Die neueren Gassenhauer wie "Mary's Place" oder "Wrecking Ball" funktionierten genauso wie die Evergreens "Born to Run", "Glory Days" oder "Dancing in the Dark". Zu einem der vielen Highlights des Abends zählte "Because the Night", das Springsteen einst gemeinsam mit Patti Smith geschrieben hat.
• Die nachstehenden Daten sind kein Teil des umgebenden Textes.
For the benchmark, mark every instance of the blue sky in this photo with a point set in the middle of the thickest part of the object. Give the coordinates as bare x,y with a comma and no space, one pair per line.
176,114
Passend zum Text setzte just bei dem Song die Dämmerung ein.
Schlussendlich entließ der "Boss" sein Publikum denkbar romantisch, aber auch traurig - mit einer Akustik-Solo-Version von "I'll See You in My Dreams". Ein Song an einen Verstorbenen.
Es ist zu hoffen, dass es nicht wieder elf Jahre dauert, bis der "Boss" und seine brillanten Musiker, die immer noch mit so viel Herzblut bei der Sache sind, Wien beehren.
Zusammenfassung
- Jung und Alt feierte am Dienstag zusammen im Wiener Ernst-Happel-Stadion Bruce Springsteen und seine E-Street-Band plus Bläser.
- "The Boss" hat Stadionrock perfektioniert, ohne dafür eine große Show zu brauchen.
- Im Mittelpunkt standen die Musik und das Leben im Moment.